The house where eight children were killed in Cairns is likely to be demolished, local MP Gavin King says.
King told media on Monday morning that after discussions with local residents he believed the house on Murray Street, Manoora, should be demolished and a memorial erected.
“I’ve asked the Cairns Safer Streets taskforce to lead some of that consultation with the community, along with the police liaison officers who have been doing a fantastic job down there,” he said.
“They’ll consult with both the family and traditional owners and local residents.
“It certainly won’t be the state government coming in over the top and deciding what that will look like, or indeed the timing.”
Yodie Batzke, a Torres Strait Island community advocate in Cairns, told Guardian Australia she had been in discussions with King as well as members of the police force and government departments around what to do with the house, but it was “too fresh and too early for the families” to be discussing demolishing the house or otherwise.
On Monday morning the case against the 37-year-old mother of seven of the children was adjourned until late January. Her appearance would not be required, a Department of Justice spokeswoman told Guardian Australia.
She was charged with eight counts murder at a hospital bedside hearing on Sunday morning, after the bodies of eight children were found stabbed to death on Friday.
Batzke said any proposed demolition would need to be discussed with the mother.
“Whilst [she] has been arrested, she’s still alive. She still has the right of say as to how things can be done with the contents of the home,” Batzke said.
King and the police had concerns that something might happen to the house once investigators had packed up and left the scene.
Batzke said grieving families and community members had arrived in Cairns over the weekend from across the state. She had not spoken with the community on Darnley Island, but “I have no doubt they are doing it hard”, she said.
Some in Cairns were doing better than others, she said. “We’re concerned about those who haven’t come out in public grieving,” she said. “The kids are interacting, we’re keeping them occupied with different activities.”
At the weekend a neighbour, whom Guardian Australia agreed not to name, told how his path had crossed repeatedly with the woman since they were both teenagers in the Torres Strait.
“I’ve known her for ages, since we were in high school,” he said.
He was finishing up at Thursday Island state high just as she was beginning. In time they would both make a go of life on the Australian mainland and wound up living near each other in the same Cairns suburb of Mooroobool.
Each with their own families, they separately landed on the same street in Manoora, where rents are low and the company of fellow Torres Strait Islanders abounds.
Her children were friends with his children, he said. She would call out to them in creole, as he would to his children, he said. She rarely went back to the strait. “It’s really expensive,” the man said.
As a single mother of nine children, seven of them dependants, she would have struggled to afford the airfares, which often cost more than return trips overseas.

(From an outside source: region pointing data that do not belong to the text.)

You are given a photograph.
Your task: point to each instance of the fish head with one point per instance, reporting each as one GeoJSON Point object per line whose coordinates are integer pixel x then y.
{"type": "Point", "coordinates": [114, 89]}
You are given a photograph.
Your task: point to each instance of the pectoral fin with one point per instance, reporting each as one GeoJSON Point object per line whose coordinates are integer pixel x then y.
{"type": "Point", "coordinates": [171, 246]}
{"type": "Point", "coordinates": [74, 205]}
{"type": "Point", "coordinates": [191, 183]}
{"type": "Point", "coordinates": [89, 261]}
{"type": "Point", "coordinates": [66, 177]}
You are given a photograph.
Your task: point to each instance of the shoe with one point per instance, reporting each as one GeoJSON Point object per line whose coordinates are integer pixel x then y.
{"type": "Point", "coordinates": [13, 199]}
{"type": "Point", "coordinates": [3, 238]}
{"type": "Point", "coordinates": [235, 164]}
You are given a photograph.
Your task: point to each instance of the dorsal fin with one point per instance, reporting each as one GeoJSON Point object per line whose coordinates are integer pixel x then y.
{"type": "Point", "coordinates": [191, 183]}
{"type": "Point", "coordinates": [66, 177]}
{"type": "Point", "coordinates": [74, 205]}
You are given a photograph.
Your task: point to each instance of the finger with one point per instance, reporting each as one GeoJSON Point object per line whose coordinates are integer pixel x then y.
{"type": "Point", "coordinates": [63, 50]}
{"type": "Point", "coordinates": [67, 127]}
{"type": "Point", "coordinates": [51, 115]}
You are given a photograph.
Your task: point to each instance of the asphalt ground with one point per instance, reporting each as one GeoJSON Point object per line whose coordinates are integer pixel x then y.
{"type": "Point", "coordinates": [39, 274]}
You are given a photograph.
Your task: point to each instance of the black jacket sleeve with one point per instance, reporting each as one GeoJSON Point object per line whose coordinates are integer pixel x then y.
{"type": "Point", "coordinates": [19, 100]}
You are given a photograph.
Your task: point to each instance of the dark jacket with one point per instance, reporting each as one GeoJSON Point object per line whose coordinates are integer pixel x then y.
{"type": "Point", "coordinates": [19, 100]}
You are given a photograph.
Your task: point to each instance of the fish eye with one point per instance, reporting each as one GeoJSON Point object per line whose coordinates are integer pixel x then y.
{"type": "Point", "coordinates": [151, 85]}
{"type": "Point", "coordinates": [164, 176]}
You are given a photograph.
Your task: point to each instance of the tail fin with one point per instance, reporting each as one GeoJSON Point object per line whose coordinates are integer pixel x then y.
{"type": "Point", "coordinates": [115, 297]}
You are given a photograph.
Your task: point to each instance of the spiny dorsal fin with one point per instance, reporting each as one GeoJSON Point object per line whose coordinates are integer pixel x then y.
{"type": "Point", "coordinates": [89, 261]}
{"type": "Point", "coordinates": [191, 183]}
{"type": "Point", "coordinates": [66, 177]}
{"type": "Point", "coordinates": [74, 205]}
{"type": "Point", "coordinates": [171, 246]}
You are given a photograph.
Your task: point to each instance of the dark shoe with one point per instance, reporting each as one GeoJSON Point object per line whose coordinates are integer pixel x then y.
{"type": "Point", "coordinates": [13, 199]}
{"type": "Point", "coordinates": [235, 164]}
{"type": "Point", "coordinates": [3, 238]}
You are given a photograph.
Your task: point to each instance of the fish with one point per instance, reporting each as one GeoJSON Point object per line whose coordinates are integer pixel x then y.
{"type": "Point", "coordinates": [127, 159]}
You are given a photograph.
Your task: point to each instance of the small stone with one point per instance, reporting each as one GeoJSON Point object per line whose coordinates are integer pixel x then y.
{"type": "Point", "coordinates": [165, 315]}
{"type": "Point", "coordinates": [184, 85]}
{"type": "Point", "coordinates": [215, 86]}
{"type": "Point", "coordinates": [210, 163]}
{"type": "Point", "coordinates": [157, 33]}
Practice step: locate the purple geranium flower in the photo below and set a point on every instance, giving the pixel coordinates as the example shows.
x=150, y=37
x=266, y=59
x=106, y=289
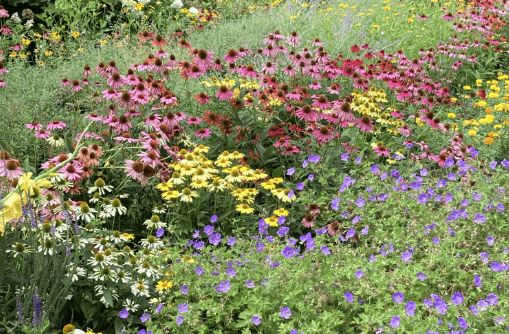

But she seemed to cope as a parent with a large brood as well as anyone on Murray Street, he said, in that three-bedroom, fibro house that was home to eight people.
The man, who had known of her for 26 years, said she was a “quiet lady” but “really friendly”.
He had last seen her on her veranda as he was on his way to the Balaclava hotel on Friday morning, he said. She was talking to her adult son.
Within an hour the son had gone to the shops and returned to discover his brothers and sisters dead, as well as his cousin, who had been staying with them.
He learned there was something wrong at the house only when he saw the police cars on TV at the Balaclava. Then his cousin called.
Now he was considering what future remained in the Murray Street area, whether or not the house was demolished. His family had encouraged him to leave.
“I’m going to move away from this area,” he said. “I think we have to go somewhere else.”